Spaces of socioeconomic mobility? Educational trajectories and employment outcomes among the children of Caribbean caregivers in Toronto

Authors: Cindy Maharaj*, Department of Geography, York University
Topics: Immigration/Transnationalism, Social Geography, Migration
Keywords: Intergenerational mobility, immigration
Session Type: Paper
Day: 4/6/2019
Start / End Time: 1:10 PM / 2:50 PM
Room: Directors Room, Omni, West
Presentation File: No File Uploaded

One of the most significant current discussions in social science concerns socioeconomic mobility among the children of immigrants. Since the late 1950s the profile of the Canadian immigrant population has shifted from a European majority to an ethno-racial mosaic—a reflection of geopolitical changes across the globe and the ‘liberalisation’ of racist Canadian law. Second generation immigrants whose parents migrated to Canada during the 1980s and 90s have come of age. The data suggests that there is considerable upward mobility among the children of immigrants.
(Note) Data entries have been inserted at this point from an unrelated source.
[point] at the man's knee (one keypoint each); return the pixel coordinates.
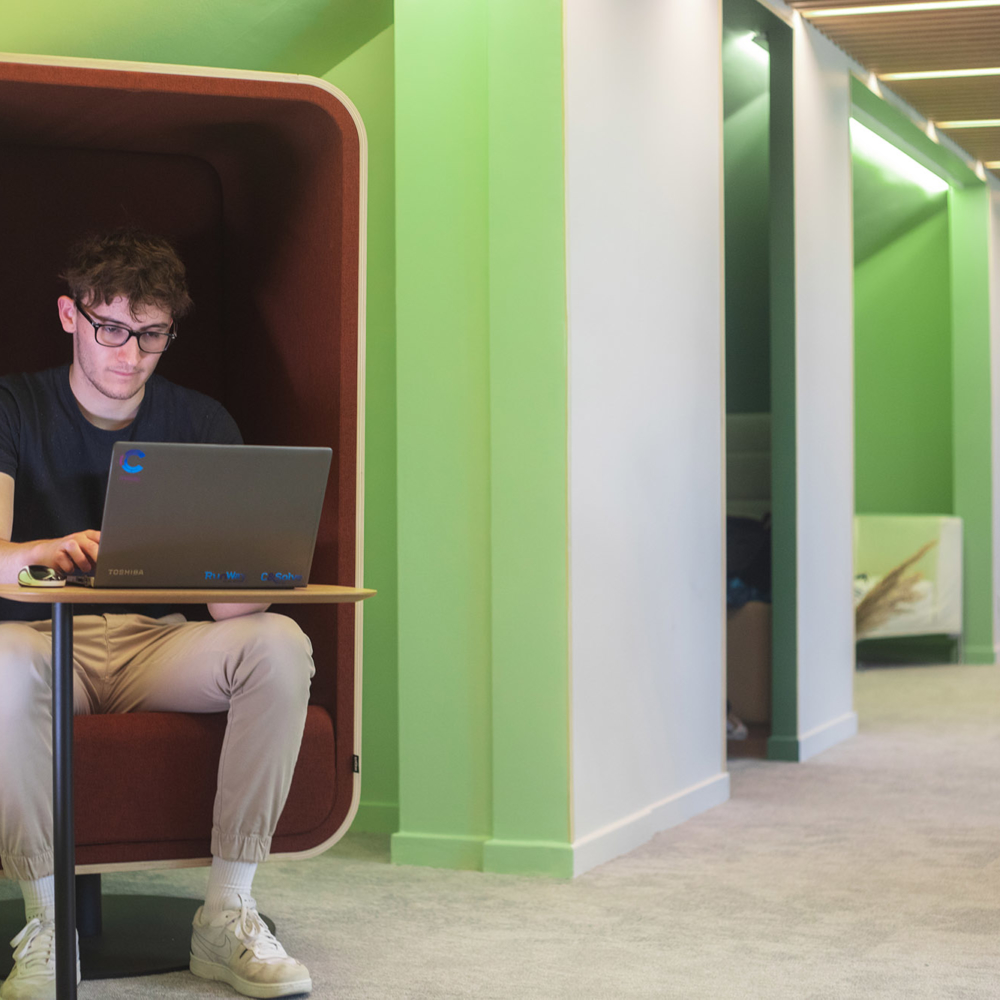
(278, 648)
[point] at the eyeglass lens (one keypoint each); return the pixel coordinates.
(116, 336)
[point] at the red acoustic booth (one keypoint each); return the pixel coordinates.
(259, 180)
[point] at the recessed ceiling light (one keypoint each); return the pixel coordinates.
(897, 8)
(755, 45)
(877, 150)
(974, 123)
(941, 74)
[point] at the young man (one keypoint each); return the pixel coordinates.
(57, 430)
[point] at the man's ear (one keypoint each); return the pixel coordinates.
(67, 313)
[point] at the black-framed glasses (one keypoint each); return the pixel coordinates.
(116, 335)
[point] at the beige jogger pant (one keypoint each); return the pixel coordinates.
(257, 667)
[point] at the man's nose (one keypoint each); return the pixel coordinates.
(129, 352)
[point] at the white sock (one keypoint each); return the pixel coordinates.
(39, 898)
(227, 881)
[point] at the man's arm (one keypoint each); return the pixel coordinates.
(70, 553)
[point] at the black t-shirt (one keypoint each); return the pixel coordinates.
(60, 462)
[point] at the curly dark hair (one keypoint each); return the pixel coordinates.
(144, 269)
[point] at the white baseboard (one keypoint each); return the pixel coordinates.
(829, 734)
(633, 831)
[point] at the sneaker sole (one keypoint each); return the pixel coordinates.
(217, 972)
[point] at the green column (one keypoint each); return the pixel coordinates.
(528, 422)
(973, 454)
(482, 437)
(443, 400)
(366, 77)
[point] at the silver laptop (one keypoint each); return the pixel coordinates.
(210, 515)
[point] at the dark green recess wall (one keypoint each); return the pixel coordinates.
(746, 106)
(902, 366)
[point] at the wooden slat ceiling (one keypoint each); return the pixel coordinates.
(922, 41)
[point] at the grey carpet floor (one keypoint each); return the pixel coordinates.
(871, 871)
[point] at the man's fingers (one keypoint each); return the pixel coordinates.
(80, 559)
(63, 562)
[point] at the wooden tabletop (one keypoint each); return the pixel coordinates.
(315, 593)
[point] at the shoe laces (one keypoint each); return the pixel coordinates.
(34, 947)
(255, 934)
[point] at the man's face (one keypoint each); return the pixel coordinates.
(115, 372)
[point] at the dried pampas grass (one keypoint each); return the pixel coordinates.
(886, 597)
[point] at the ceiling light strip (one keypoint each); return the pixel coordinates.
(897, 8)
(941, 74)
(974, 123)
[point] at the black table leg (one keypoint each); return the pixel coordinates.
(62, 799)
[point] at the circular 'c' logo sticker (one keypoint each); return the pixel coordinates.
(129, 463)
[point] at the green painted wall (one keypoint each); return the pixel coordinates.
(969, 364)
(294, 36)
(746, 133)
(483, 668)
(298, 36)
(903, 374)
(972, 421)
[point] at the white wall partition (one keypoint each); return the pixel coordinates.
(644, 255)
(824, 272)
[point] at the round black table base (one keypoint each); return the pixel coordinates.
(141, 936)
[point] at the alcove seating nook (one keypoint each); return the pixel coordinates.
(259, 180)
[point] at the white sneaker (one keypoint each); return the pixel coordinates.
(34, 974)
(236, 947)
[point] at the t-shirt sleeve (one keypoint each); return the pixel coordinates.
(220, 428)
(10, 433)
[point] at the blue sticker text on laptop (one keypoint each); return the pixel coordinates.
(281, 578)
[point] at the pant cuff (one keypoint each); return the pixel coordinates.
(240, 847)
(27, 868)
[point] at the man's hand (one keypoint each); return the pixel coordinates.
(76, 552)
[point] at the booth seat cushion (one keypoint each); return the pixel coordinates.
(164, 766)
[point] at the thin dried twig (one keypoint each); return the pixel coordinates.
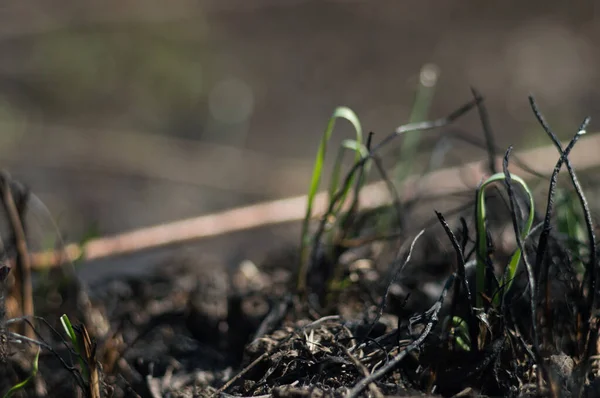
(440, 182)
(23, 282)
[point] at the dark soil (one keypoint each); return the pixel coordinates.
(194, 327)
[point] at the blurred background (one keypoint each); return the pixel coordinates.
(124, 114)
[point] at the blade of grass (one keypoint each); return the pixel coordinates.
(68, 327)
(481, 232)
(343, 113)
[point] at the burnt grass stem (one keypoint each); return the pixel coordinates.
(513, 211)
(593, 270)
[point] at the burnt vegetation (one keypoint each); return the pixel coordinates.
(497, 297)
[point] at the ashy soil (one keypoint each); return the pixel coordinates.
(194, 327)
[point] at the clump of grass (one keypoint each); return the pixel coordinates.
(483, 261)
(86, 354)
(338, 193)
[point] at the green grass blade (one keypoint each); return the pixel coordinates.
(511, 269)
(68, 327)
(339, 113)
(460, 332)
(22, 384)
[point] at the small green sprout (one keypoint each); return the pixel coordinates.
(68, 327)
(482, 254)
(343, 113)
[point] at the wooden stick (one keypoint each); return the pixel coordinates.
(23, 284)
(440, 182)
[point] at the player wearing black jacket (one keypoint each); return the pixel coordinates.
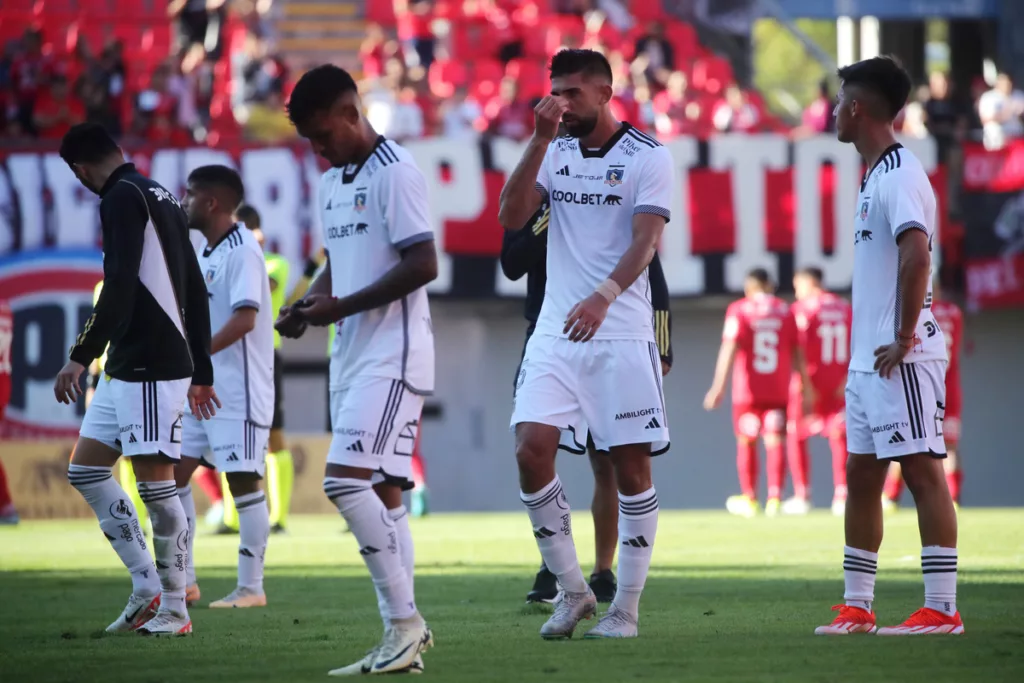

However, labour market access, the class through which first-generation immigrants have been admitted, legal mechanisms, and racism have hindered upward mobility for some immigrant groups, especially Black, Filipino and Latino communities. Canadian scholars have pointed out that immigrating as a caregiver creates difficulties of labour market integration and socioeconomic inequalities among their children. Following these findings, the aim of the study is to investigate the educational trajectories and employment outcomes among the children of Caribbean caregivers in Toronto. Most studies looking at socioeconomic mobility among the children of caregivers in Canada have done so in the Filipino context (children of the Live-in Caregiver Program). Also, while studies have examined the barriers faced by Black-Canadian youth in schools and link poor outcomes to rampant racism, the outcomes have not been explicitly linked to the migration of Caribbean women as caregivers. The research takes a qualitative approach and uses life history interviews with 10 Caribbean caregivers and their children to achieve these objectives.